Anyone who has been paying attention to 401(k) plan litigation these past several years knows that a common trigger—perhaps the most common trigger—for litigation is the presence of company stock in the plan; more specifically, the presence of company stock that has sharply declined in value. Indeed, one has only to look at the two-month period following the struggle to contain the current oil spill in the Gulf of Mexico and the number of litigants and potential litigants circling the BP 401(k) plans to appreciate just how much more aggressive the plaintiffs’ bar has become in pursuing such actions.
That said, those who have been paying attention to how these cases have played out in court are doubtless aware that many, perhaps most, are not coming to trial at all. Rather, they have been dismissed with what, IMHO, is startling regularity, due to a “presumption of prudence.”

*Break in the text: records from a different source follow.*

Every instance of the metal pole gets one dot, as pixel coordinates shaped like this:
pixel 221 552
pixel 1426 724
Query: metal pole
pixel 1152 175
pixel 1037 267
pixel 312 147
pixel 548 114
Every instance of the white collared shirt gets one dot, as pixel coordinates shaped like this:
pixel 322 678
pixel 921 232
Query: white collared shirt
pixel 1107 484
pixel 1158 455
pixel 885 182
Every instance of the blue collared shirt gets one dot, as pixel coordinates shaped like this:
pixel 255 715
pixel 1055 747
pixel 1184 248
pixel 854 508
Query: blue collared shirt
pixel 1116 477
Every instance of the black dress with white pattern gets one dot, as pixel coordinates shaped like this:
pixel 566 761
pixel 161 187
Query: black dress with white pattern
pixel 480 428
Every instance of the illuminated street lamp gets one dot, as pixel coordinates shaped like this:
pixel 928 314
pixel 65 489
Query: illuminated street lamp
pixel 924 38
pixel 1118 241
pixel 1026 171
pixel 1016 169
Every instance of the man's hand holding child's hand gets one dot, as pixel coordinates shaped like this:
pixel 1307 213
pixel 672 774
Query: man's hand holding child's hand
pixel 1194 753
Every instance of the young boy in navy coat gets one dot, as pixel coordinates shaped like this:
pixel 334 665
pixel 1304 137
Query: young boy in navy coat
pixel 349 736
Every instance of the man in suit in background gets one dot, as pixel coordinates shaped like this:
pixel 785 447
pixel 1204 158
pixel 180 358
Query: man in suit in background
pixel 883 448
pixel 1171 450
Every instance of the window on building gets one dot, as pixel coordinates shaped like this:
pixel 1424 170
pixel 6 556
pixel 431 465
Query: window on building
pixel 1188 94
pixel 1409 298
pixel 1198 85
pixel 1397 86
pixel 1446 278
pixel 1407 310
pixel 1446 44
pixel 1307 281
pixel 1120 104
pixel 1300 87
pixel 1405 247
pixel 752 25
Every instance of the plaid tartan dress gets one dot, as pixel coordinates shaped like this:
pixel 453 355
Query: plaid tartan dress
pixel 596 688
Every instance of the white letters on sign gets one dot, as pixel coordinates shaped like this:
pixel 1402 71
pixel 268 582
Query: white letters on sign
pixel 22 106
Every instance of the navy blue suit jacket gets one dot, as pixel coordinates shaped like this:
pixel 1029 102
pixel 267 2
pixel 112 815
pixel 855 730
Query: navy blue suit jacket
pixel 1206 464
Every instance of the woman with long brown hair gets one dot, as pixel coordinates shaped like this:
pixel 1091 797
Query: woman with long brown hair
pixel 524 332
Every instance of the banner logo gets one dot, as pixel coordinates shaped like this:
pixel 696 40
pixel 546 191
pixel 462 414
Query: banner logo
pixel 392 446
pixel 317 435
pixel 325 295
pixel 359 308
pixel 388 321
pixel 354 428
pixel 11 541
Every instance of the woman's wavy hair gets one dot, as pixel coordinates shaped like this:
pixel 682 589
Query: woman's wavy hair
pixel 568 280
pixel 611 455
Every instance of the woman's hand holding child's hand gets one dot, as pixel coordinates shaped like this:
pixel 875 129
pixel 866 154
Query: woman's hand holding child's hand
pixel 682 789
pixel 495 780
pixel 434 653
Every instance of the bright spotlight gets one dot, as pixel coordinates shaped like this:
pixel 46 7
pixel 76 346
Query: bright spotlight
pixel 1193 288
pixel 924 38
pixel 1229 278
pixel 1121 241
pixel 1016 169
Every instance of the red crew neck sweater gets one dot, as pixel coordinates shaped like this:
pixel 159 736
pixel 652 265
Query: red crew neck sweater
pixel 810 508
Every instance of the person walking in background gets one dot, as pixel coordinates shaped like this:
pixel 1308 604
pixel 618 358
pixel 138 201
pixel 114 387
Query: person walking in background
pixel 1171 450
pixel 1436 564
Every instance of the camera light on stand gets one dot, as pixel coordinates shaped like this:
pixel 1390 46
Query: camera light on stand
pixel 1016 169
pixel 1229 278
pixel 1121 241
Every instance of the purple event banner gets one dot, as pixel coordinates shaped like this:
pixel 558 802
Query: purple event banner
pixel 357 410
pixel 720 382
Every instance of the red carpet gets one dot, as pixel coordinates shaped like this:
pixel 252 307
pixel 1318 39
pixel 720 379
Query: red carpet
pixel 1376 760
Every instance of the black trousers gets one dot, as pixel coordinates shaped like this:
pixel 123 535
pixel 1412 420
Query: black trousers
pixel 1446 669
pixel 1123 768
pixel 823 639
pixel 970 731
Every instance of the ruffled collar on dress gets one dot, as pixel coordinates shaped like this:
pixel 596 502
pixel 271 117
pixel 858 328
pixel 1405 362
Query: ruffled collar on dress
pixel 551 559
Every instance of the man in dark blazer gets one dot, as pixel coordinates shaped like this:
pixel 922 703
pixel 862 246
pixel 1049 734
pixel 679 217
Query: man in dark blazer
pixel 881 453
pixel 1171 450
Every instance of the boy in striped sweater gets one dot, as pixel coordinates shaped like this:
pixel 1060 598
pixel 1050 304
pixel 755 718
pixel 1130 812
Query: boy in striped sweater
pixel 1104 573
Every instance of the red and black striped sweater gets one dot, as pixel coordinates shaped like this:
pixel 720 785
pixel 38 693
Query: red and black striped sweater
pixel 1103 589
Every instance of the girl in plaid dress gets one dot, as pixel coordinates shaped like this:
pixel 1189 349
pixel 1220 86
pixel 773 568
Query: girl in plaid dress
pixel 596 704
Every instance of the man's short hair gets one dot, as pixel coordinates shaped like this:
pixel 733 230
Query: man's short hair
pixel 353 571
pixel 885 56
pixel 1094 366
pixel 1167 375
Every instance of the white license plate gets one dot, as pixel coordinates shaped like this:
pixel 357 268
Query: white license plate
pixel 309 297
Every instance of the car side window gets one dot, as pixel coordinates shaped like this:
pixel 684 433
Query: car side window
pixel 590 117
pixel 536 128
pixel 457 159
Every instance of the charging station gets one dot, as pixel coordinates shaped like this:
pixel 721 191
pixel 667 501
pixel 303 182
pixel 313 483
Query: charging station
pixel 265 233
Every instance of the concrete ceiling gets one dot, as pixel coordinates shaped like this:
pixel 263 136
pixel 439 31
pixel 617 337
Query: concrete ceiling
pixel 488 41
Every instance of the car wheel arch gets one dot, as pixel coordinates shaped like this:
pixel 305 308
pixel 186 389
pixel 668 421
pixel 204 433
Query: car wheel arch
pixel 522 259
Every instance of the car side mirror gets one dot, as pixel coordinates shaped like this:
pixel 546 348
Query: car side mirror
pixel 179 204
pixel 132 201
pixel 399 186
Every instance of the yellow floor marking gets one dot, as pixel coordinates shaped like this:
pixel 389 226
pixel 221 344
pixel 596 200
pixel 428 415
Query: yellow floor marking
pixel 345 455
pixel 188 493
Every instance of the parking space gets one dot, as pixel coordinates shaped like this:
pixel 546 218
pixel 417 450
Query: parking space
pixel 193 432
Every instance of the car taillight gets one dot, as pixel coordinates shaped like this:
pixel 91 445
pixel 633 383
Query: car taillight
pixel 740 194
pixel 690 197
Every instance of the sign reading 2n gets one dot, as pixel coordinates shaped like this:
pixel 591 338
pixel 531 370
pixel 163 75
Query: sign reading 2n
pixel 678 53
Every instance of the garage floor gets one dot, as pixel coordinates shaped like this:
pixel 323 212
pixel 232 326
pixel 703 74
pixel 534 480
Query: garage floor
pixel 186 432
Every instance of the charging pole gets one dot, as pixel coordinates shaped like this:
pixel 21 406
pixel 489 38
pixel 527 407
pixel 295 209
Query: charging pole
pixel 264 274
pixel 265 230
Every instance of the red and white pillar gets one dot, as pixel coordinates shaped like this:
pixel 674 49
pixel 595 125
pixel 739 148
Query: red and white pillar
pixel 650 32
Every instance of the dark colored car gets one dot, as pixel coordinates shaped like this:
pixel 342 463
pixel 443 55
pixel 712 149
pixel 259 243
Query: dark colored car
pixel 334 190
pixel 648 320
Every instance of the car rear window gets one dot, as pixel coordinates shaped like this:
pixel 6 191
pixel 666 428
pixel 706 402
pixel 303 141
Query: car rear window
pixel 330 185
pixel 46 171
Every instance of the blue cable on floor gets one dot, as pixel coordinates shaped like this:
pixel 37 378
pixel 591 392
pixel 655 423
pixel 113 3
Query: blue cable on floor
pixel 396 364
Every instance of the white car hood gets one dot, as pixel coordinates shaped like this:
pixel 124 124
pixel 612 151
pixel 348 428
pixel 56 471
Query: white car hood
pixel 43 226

Now, one needn’t scour ERISA’s text to discern the boundaries of this legal construct; indeed, that would be a futile effort. Rather, it is a concept gleaned by the courts (and subsequently enshrined in legal precedent) from their understanding of the black letter of the law. It is a concept that found its footing in a 1995 case called Moench v. Robertson. Now, in that case, as in many of the new generation of “stock drop” cases (drawing their name from the fact that the action arises after the value of the stock drops), a plan participant sued a plan committee for breaching its fiduciary duty based on its continued investment in employer stock after the employer's financial condition “deteriorated.” The Moench court (the 3rd Circuit) affirmed the duty of prudence, but looked to ERISA’s diversification requirement and the allowances made for employer stock holdings in an employee stock ownership plan (ESOP), and saw there a rebuttable presumption that an ESOP fiduciary that invested plan assets in employer stock acted consistently with ERISA (bearing in mind that, since Moench dealt with an ESOP, the plan document itself called for investment primarily in employer securities).
Now, I will admit to being something of a strict constructionist in my interpretation of the law. I am suspicious of those who manage to, through some jurisprudential alchemy, wrest unexpected (and likely unintended) legal conclusions by reading between the lines of the letter of the law. Further, I am generally distrustful of a process that builds on those kinds of legal “extensions” to base future determinations that are, IMHO, often far afield from the intentions of the law itself. After all, once you have established that 2 + 2 = 5, how hard is it to argue that 2 + 5 = 10?
Ironically—certainly in view of how the resulting Moench presumption has proven to be a powerful force in dismissing many of the stock drop cases at the pleading level—though the 3rd Circuit found a presumption of prudence, it reversed summary judgment for the committee/defendants because the facts alleged (precipitous drop in stock prices, committee members' knowledge of the impending collapse, and their conflicted loyalties as corporate insiders and fiduciaries), if proven, could overcome the presumption. And that finding came in the context of an ESOP, a plan design that, if not exempt from ERISA’s fiduciary strictures, would certainly seem to warrant a certain reasonable amount of fiduciary deference in the decision to hold employer stock.
That said, today the law of the land would seem to lie squarely on the side of plan fiduciaries who continue to hold out employer stock as a plan investment, come hell or high water (literally, in some cases). In effect, this “presumption of prudence” seems to have become a magic talisman against which no claim of malfeasance can be successfully alleged, much less established, simply because the courts have discovered (a cynic might say created) a presumption that holding employer stock is appropriate.
Plan fiduciaries have long been tempted by the allure of placing employer stock in these programs, and plan participants have, in large part, responded favorably1. Frankly, I find the rapaciousness of the plaintiffs bar on such matters to be unseemly at best—some downright unscrupulous—and many of the so-called “investigations” are nothing more than a fig-leaf-cloaked excuse to troll for potential litigants. Disaster can befall the best of firms, and stock prices sometimes tumble for reasons that have nothing to do with the fiduciary management of these plans.
That doesn’t mean that plan fiduciaries can pretend that they do not know things they clearly know as corporate fiduciaries; nor, as a recent amicus brief filed by the Labor Department on the broadening application of the Moench decision states, should the securities laws “immunize fiduciaries who knowingly incorporate false SEC filings into participant communications from liability under ERISA” (see “Solis Argues for Stock Drop Case Law Change”).
In this day and age, a plan fiduciary unable to see the potential for employer-security-related litigation is perhaps unworthy of the role; and, IMHO, a dual-role plan/corporate fiduciary unable to appreciate the potential for a conflicted duty vis-à-vis his or her responsibility to the retirement plan is living in a state of active denial.
As for those not yet targeted by litigation, thus far the courts may have presumed that plan fiduciaries are entitled to a certain deference in such matters—but, IMHO, that’s stretching the letter of the law.
—Nevin E. Adams, JD
1 Nor, as some like to posture, are participants necessarily bludgeoned into investing disproportionately large sums of their retirement savings there. Sure, the match accounts for some, and perhaps displaced loyalty some more, but I have found that participants are simply more familiar—and comfortable—with that option.